Nurses are instrumental in ensuring that patients at the end of life are not abandoned. Nurses remain at the bedside, in the home, or in the nursing home. Nurses’ professional and personal ethics insist on acknowledging and honoring the patient’s wishes. Patients expect nurses to be available to them and, in doing so, nurses commit to experience the process with the patient. A core nursing function is to bear witness and be present with our patients as they move through the dying process and ultimately to help them find meaning in the experience.

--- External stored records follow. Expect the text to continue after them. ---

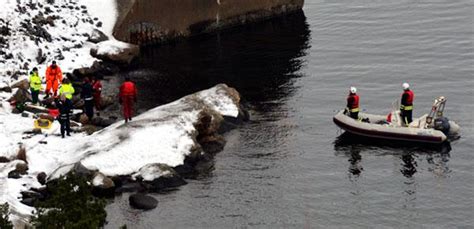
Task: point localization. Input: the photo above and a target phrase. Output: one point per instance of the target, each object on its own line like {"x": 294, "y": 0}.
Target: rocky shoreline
{"x": 28, "y": 169}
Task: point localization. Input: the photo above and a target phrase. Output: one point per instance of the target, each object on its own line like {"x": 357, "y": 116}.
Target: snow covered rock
{"x": 117, "y": 52}
{"x": 97, "y": 36}
{"x": 141, "y": 201}
{"x": 164, "y": 135}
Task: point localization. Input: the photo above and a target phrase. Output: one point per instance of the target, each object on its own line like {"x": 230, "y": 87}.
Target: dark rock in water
{"x": 97, "y": 36}
{"x": 157, "y": 177}
{"x": 14, "y": 174}
{"x": 29, "y": 201}
{"x": 80, "y": 170}
{"x": 4, "y": 160}
{"x": 22, "y": 168}
{"x": 103, "y": 186}
{"x": 141, "y": 201}
{"x": 130, "y": 187}
{"x": 97, "y": 68}
{"x": 41, "y": 177}
{"x": 212, "y": 144}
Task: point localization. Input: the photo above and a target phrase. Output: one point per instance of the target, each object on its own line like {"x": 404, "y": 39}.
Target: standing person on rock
{"x": 406, "y": 105}
{"x": 35, "y": 85}
{"x": 66, "y": 89}
{"x": 54, "y": 76}
{"x": 127, "y": 97}
{"x": 86, "y": 95}
{"x": 64, "y": 107}
{"x": 96, "y": 92}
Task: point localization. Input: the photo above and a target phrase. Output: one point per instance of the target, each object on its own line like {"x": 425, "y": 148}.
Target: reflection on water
{"x": 249, "y": 59}
{"x": 351, "y": 146}
{"x": 408, "y": 166}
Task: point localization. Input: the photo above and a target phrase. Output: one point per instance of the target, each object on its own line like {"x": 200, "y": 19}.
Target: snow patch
{"x": 162, "y": 135}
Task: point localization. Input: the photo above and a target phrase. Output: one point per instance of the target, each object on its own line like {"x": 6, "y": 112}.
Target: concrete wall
{"x": 154, "y": 21}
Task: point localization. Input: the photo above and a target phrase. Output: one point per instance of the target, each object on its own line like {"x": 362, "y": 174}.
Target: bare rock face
{"x": 21, "y": 96}
{"x": 156, "y": 177}
{"x": 97, "y": 36}
{"x": 141, "y": 201}
{"x": 22, "y": 84}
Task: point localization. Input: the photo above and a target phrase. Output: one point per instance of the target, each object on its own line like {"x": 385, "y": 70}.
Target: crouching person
{"x": 64, "y": 106}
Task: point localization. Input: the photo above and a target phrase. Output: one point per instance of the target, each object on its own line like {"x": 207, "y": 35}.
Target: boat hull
{"x": 387, "y": 131}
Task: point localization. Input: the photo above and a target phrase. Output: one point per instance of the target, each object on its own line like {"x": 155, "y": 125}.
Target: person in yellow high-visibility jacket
{"x": 35, "y": 85}
{"x": 66, "y": 89}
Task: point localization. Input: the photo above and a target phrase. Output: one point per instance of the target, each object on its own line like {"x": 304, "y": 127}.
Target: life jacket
{"x": 53, "y": 74}
{"x": 35, "y": 81}
{"x": 67, "y": 90}
{"x": 128, "y": 89}
{"x": 354, "y": 105}
{"x": 407, "y": 104}
{"x": 97, "y": 88}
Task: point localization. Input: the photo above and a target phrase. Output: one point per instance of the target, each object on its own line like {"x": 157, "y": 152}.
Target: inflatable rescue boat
{"x": 429, "y": 128}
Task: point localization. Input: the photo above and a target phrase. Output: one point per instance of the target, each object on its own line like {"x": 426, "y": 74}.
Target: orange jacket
{"x": 53, "y": 74}
{"x": 128, "y": 89}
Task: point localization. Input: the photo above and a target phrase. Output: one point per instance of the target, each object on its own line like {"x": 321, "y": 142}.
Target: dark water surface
{"x": 288, "y": 167}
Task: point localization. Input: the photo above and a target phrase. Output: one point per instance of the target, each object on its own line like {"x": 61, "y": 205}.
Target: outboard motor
{"x": 442, "y": 124}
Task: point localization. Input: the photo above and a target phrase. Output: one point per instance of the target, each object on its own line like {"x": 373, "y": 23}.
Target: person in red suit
{"x": 127, "y": 97}
{"x": 54, "y": 77}
{"x": 97, "y": 92}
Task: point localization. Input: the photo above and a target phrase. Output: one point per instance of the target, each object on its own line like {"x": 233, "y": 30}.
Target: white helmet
{"x": 353, "y": 90}
{"x": 405, "y": 86}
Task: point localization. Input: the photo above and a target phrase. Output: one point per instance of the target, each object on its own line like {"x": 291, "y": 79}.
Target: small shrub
{"x": 71, "y": 205}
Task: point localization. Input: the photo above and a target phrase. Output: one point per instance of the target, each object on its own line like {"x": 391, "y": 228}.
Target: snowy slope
{"x": 60, "y": 35}
{"x": 161, "y": 135}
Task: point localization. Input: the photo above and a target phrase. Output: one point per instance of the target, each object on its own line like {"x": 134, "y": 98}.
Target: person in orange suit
{"x": 127, "y": 97}
{"x": 54, "y": 76}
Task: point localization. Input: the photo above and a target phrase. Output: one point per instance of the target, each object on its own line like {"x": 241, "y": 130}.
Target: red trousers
{"x": 127, "y": 104}
{"x": 97, "y": 101}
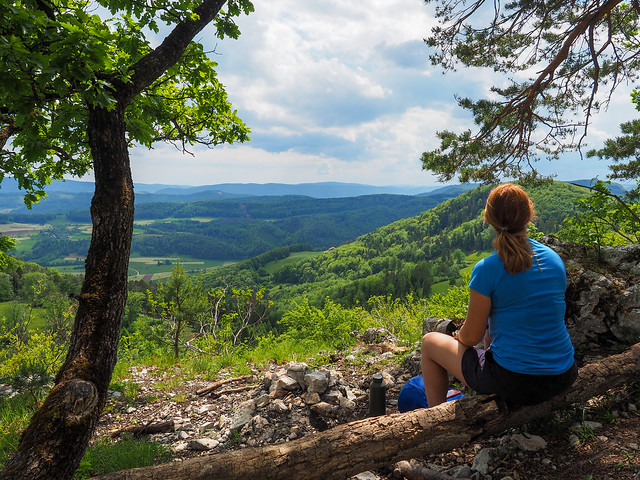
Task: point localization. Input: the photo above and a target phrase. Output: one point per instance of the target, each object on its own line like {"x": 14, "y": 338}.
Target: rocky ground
{"x": 596, "y": 441}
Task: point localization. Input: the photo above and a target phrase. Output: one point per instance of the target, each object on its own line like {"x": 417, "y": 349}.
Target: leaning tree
{"x": 81, "y": 83}
{"x": 564, "y": 58}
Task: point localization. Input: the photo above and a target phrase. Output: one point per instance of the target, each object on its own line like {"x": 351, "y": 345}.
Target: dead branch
{"x": 382, "y": 441}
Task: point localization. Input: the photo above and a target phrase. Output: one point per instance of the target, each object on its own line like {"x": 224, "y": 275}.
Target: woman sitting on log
{"x": 516, "y": 303}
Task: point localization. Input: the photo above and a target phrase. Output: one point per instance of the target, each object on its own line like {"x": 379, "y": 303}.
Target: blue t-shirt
{"x": 526, "y": 321}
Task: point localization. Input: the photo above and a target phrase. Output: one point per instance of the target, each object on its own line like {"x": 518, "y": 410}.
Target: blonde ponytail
{"x": 508, "y": 211}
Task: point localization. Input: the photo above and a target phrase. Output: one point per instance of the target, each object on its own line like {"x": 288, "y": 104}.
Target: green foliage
{"x": 400, "y": 317}
{"x": 604, "y": 219}
{"x": 574, "y": 48}
{"x": 624, "y": 151}
{"x": 452, "y": 304}
{"x": 178, "y": 303}
{"x": 15, "y": 414}
{"x": 410, "y": 256}
{"x": 107, "y": 456}
{"x": 330, "y": 326}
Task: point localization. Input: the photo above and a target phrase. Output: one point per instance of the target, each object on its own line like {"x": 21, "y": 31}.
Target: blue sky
{"x": 341, "y": 91}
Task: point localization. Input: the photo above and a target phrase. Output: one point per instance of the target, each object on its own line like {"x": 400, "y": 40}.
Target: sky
{"x": 341, "y": 91}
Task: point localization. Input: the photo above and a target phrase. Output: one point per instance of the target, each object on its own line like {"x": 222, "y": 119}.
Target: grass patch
{"x": 107, "y": 456}
{"x": 15, "y": 414}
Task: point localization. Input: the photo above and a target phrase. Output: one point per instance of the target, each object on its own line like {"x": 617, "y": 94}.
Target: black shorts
{"x": 483, "y": 375}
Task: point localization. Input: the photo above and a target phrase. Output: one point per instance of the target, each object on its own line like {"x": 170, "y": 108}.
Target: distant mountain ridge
{"x": 71, "y": 195}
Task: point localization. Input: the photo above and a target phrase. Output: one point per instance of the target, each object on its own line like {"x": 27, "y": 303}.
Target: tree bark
{"x": 383, "y": 441}
{"x": 50, "y": 446}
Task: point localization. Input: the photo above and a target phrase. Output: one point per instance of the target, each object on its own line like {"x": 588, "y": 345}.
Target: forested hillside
{"x": 408, "y": 256}
{"x": 223, "y": 229}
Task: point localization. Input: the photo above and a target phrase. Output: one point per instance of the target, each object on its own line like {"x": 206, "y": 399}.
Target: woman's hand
{"x": 475, "y": 325}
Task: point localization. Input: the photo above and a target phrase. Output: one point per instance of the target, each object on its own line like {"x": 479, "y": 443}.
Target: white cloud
{"x": 332, "y": 91}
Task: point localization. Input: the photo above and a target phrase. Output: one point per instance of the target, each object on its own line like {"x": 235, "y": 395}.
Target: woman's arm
{"x": 475, "y": 325}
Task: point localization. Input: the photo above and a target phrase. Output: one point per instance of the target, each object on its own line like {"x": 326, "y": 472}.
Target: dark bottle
{"x": 377, "y": 400}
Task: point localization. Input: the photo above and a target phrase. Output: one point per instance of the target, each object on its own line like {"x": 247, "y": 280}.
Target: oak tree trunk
{"x": 53, "y": 444}
{"x": 382, "y": 441}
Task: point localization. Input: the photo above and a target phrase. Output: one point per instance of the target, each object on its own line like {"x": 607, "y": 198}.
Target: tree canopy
{"x": 82, "y": 82}
{"x": 61, "y": 56}
{"x": 564, "y": 58}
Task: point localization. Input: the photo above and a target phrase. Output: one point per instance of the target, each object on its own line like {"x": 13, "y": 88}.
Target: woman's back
{"x": 527, "y": 312}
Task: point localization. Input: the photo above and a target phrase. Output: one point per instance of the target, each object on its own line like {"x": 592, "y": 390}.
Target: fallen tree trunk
{"x": 382, "y": 441}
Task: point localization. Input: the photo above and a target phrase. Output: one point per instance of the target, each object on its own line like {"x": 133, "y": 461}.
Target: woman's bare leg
{"x": 440, "y": 354}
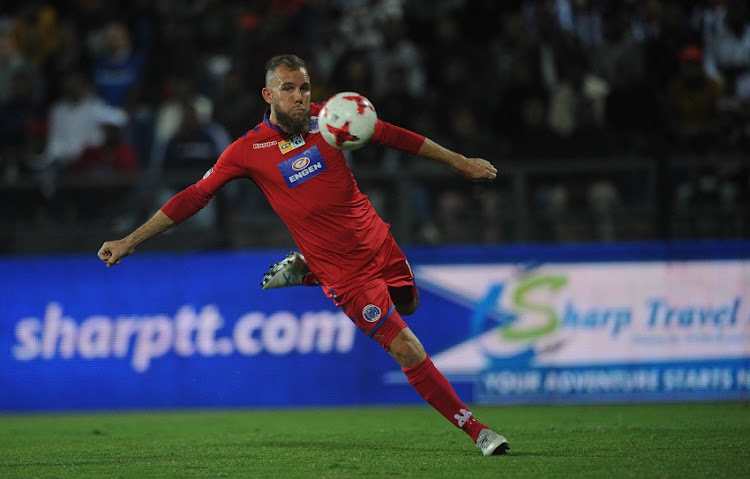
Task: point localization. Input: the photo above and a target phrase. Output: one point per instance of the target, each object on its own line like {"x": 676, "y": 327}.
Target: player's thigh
{"x": 370, "y": 307}
{"x": 401, "y": 282}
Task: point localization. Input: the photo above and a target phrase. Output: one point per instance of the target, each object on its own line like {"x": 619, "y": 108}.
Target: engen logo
{"x": 142, "y": 339}
{"x": 371, "y": 313}
{"x": 303, "y": 167}
{"x": 301, "y": 163}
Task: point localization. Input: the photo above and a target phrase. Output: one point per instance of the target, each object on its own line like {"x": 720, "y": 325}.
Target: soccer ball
{"x": 347, "y": 120}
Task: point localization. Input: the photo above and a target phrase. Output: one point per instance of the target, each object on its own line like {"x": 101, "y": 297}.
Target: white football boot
{"x": 287, "y": 272}
{"x": 492, "y": 443}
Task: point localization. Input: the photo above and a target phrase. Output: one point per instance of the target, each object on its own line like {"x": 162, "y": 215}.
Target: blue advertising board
{"x": 544, "y": 324}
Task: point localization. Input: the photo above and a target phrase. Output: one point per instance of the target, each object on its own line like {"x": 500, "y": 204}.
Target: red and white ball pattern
{"x": 347, "y": 120}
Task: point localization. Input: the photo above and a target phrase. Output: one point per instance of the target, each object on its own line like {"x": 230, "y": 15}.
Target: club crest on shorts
{"x": 371, "y": 313}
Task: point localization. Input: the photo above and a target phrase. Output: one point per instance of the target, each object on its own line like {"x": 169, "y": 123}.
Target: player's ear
{"x": 267, "y": 95}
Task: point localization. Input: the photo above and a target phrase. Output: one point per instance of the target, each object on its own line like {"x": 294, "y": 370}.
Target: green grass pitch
{"x": 702, "y": 440}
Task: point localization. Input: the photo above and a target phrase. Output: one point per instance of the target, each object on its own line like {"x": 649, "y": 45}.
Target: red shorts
{"x": 369, "y": 297}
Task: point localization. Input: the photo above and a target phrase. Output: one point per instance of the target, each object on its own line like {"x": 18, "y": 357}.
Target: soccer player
{"x": 345, "y": 246}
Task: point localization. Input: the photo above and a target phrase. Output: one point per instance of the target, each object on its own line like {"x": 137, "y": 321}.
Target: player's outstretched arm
{"x": 112, "y": 252}
{"x": 475, "y": 169}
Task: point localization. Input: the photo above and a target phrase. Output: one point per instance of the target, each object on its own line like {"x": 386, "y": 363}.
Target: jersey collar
{"x": 267, "y": 120}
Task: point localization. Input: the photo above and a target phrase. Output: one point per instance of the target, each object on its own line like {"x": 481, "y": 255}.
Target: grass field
{"x": 639, "y": 441}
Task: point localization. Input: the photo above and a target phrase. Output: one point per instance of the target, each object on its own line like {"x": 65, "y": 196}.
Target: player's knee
{"x": 406, "y": 349}
{"x": 406, "y": 309}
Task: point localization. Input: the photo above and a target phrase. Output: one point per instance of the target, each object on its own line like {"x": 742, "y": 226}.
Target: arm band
{"x": 186, "y": 203}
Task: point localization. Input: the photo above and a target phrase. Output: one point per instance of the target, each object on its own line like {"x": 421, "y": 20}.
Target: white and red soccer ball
{"x": 347, "y": 120}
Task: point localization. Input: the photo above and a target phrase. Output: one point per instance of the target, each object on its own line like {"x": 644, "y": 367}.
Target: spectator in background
{"x": 114, "y": 157}
{"x": 693, "y": 99}
{"x": 75, "y": 123}
{"x": 12, "y": 61}
{"x": 18, "y": 111}
{"x": 727, "y": 49}
{"x": 398, "y": 52}
{"x": 71, "y": 54}
{"x": 35, "y": 31}
{"x": 118, "y": 69}
{"x": 192, "y": 146}
{"x": 234, "y": 106}
{"x": 179, "y": 91}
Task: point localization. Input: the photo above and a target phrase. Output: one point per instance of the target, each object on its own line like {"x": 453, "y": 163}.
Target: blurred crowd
{"x": 96, "y": 90}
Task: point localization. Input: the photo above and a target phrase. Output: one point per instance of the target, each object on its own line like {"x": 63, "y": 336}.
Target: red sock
{"x": 310, "y": 280}
{"x": 430, "y": 383}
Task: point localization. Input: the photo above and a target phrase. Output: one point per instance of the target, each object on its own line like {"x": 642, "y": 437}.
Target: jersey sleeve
{"x": 387, "y": 134}
{"x": 195, "y": 197}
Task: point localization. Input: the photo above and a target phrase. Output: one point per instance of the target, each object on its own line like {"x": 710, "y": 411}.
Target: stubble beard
{"x": 293, "y": 124}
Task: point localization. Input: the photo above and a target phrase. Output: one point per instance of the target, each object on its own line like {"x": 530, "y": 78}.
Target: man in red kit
{"x": 345, "y": 246}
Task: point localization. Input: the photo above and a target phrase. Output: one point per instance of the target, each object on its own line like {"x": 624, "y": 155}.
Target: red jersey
{"x": 310, "y": 186}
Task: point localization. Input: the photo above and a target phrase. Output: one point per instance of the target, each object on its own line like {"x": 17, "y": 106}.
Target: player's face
{"x": 288, "y": 93}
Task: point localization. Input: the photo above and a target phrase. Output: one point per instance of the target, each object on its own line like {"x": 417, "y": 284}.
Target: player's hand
{"x": 477, "y": 169}
{"x": 112, "y": 252}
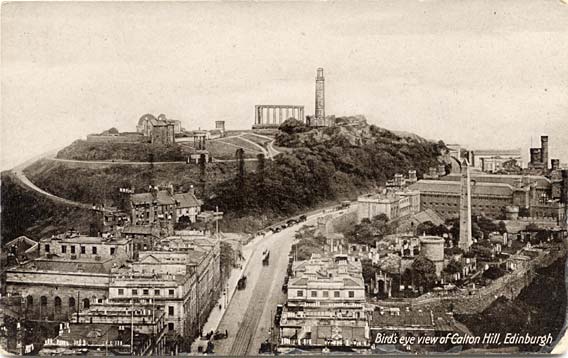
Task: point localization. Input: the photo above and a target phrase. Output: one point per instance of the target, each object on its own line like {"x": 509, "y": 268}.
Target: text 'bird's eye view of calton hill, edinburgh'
{"x": 266, "y": 178}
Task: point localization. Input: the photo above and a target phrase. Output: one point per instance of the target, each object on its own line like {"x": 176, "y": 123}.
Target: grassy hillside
{"x": 319, "y": 166}
{"x": 25, "y": 212}
{"x": 136, "y": 152}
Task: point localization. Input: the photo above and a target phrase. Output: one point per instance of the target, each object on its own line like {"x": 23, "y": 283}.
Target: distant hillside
{"x": 136, "y": 152}
{"x": 325, "y": 164}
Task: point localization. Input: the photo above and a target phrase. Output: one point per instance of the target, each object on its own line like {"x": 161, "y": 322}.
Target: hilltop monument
{"x": 465, "y": 208}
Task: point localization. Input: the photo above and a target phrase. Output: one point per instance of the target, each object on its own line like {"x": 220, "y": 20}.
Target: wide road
{"x": 250, "y": 314}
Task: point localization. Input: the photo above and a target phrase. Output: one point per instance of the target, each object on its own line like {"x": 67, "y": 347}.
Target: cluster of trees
{"x": 137, "y": 152}
{"x": 368, "y": 231}
{"x": 317, "y": 171}
{"x": 25, "y": 212}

What is demanded of nurses is to provide
expert assessment, critical thinking, and symptom management with compassion and respect for the patient and his family.
expert assessment, critical thinking, and symptom management with compassion and respect for the patient and his family.
Standards of hospice and palliative nursing care
Standard | Action |
---|---|
Assessment | Collect basic patient and family data. |
Diagnosis | Analyze the assessment data and determine diagnoses using an accepted framework that supports hospice and palliative nursing knowledge. |
Outcome identification | Identify expected outcomes relevant to the patient and family, in partnership with the interdisciplinary team. |
Planning | Develop a plan of care—negotiated among patient, family, and interdisciplinary team—that includes interventions and treatments to attain expected outcomes. |
Implementation | Implement the interventions identified in the plan of care. |
Evaluation | Evaluate the patient’s and family’s progress in attaining expected outcomes. |
From Scope and Standards of Hospice and Palliative Nursing Practice, Hospice and Palliative Nurses Association and American Nurses Association, 2002.